The discussions may not be pleasant, but the consequence of not knowing can be both emotionally and financially burdensome for the elderly person and their family.
How to address these problems – Framing the discussion
- Assets – What assets exist and where are the assets located? In whose name are they in and their value?
- Liabilities – What liabilities and debts exist? The amount owed? In whose name are they in?
- Insurance policies. What policies exist? The amount of coverage? Where are the policies located? And, are the premiums being paid?
- As the situation changes should we consider assisted living or a nursing home? If the need arises – who should have a financial power of attorney? A need for a durable power of attorney for health care? Does a will exist? Is the will current? Is there a need to create a trust and what would be the benefits of creating such a trust?
When is the timing right to begin the discussions.
Here are some helpful tips:
It’s never too early to start the discussions. The earlier you begin the better you and your family members will be prepared.
The majority does not control. It should be the parent who has the final say about finances and health care.
Maintain control and discipline. Family dynamics can be troubling. Know what roles everyone should play.

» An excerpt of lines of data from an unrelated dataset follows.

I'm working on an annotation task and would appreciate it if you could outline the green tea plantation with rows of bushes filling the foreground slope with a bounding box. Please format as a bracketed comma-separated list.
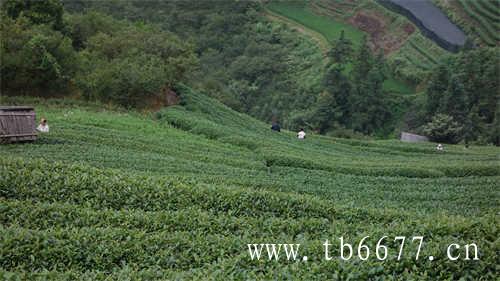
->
[0, 88, 500, 280]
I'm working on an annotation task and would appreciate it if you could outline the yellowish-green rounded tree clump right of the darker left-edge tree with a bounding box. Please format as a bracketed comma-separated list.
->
[70, 13, 196, 107]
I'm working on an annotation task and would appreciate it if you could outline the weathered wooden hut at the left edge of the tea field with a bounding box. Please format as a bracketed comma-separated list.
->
[0, 106, 37, 143]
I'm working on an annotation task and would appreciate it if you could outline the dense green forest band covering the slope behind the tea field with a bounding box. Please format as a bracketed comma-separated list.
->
[0, 0, 500, 145]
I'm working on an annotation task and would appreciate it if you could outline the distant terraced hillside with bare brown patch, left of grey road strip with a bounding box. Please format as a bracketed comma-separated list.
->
[266, 0, 451, 83]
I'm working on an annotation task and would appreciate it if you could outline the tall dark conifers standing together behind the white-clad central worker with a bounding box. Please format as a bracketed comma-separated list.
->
[308, 33, 401, 135]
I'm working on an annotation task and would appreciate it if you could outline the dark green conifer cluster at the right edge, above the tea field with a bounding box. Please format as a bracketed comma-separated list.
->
[420, 48, 500, 143]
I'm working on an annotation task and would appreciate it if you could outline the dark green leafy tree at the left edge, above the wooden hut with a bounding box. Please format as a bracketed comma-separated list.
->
[0, 15, 79, 96]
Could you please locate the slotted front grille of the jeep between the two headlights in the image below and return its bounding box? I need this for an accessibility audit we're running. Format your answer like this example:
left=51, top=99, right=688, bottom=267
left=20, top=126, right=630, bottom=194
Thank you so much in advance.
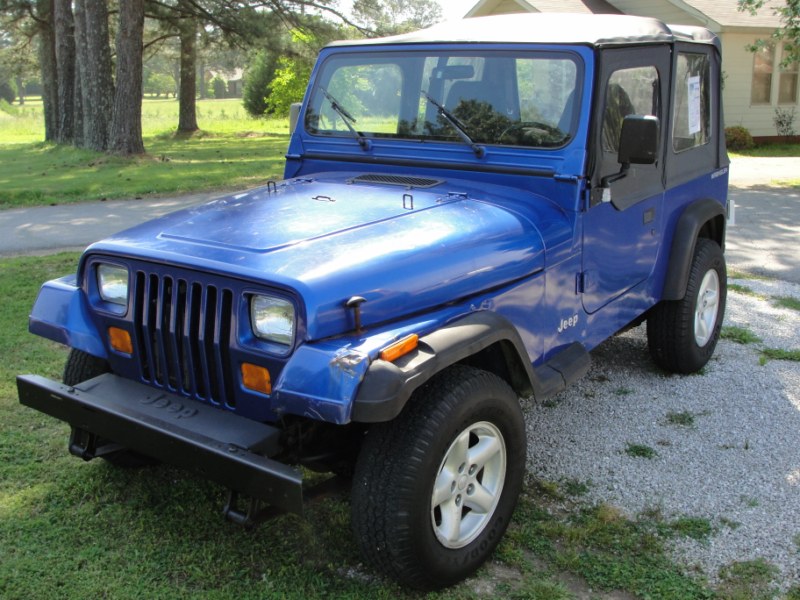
left=134, top=271, right=234, bottom=406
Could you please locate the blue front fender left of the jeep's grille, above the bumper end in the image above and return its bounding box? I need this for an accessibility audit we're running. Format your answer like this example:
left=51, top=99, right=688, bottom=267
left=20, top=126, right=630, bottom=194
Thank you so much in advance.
left=28, top=275, right=108, bottom=358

Financial fraud (aka) abuse is increasing and the elderly are the most common victims. Here are some common causes of elder abuse and steps you can take to help someone you know.

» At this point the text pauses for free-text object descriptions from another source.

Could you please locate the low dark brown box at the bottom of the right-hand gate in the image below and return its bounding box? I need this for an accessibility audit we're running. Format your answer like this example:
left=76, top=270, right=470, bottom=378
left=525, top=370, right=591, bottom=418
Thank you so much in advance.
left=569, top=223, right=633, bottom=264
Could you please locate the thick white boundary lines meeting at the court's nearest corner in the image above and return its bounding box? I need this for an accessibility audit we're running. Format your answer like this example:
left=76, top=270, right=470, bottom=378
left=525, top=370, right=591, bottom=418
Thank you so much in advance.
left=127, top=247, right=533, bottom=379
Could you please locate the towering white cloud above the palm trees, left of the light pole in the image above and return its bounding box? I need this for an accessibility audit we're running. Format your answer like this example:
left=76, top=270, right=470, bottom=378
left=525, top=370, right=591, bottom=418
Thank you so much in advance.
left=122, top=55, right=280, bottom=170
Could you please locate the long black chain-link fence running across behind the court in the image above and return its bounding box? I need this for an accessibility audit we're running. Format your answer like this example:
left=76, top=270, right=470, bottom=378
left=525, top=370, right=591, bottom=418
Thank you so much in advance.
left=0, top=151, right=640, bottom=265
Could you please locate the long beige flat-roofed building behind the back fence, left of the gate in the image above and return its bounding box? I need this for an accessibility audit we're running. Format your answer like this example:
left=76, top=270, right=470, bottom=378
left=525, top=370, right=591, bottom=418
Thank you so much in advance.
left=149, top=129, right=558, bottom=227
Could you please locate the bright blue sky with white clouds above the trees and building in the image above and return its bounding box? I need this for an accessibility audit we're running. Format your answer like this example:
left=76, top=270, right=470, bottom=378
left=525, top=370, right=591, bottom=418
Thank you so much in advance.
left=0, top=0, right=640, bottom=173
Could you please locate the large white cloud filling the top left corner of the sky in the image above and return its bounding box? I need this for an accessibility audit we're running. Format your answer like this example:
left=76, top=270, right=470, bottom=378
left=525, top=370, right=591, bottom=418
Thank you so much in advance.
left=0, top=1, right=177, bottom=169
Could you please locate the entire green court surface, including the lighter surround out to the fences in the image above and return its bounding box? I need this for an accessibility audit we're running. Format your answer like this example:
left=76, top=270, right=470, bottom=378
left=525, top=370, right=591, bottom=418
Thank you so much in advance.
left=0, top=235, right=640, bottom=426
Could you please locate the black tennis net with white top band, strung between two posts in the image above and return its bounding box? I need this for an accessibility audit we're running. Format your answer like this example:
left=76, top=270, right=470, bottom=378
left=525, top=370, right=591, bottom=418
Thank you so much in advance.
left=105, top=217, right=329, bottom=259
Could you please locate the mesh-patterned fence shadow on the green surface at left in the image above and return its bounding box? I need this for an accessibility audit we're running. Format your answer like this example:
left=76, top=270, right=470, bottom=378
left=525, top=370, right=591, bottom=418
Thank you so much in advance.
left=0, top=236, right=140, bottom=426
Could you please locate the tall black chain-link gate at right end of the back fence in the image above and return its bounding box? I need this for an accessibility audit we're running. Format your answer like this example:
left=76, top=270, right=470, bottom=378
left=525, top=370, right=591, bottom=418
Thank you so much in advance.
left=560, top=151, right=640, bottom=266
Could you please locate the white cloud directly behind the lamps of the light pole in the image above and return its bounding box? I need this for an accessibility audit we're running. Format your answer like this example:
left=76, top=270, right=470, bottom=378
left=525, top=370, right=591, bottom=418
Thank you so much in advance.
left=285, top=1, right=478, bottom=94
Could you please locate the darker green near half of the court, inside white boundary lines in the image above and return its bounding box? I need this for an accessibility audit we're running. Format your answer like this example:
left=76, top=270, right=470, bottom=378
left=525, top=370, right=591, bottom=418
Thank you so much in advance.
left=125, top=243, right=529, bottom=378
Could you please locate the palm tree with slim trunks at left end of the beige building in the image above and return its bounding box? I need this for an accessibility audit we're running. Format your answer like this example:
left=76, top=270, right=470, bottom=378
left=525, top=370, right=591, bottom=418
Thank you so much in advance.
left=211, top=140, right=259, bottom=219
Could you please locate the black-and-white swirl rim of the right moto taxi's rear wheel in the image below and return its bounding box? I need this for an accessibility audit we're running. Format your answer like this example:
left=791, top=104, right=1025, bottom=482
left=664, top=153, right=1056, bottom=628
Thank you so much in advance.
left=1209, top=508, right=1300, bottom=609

- Family members: It’s distressing but children are often the most common perpetrators of financial fraud. It often starts quite innocently when they become the responsible person over Mom or Dad finances. In time, the child starts dipping into the accounts for their own needs. Over time a significant amount of assets disappear.
Steps you can take: It’s best to be transparent by having other family members stay involved. If there are more people involved in the process you have a better system of checks and balances.
- Internet, telephone, mail and IRS scams: They are becoming a daily annoyance and many are very good at conning their victims out of their money. A caller may be asking for money for a relative in need or to stop collection on a false IRS debt.
Steps you can take: Protect your personal information. Never give out information over the phone. Be very selective who you will release your social security number to. Don’t pay out money unless a trusted friend or advisor is involved.
- Romance scams: Remember, many older adults, both woman, and men, are victimized in this manner.
Steps you can take: Be especially vigilant. Be aware of your environment. Try to look beyond the superficial. Limit your use of social media. Pursue relationships face-to-face. Unfortunately, in this day and age, deception comes in all shapes and sizes.
- Caregivers financial exploitation: This is a type of abuse that is difficult to prevent. These caregivers range from personal care aides who provide non-medical assistance such as helping with the laundry and cooking to home health aides. Older adults often rely on and trust in-home caregivers, and some caregivers have used that relationship to exploit their clients.
Steps you can take: Limit a caregiver access to an older adult’s ATM or credit card. Don’t leave valuable papers open and on tables for caregivers to see. Always have a criminal background check before hiring.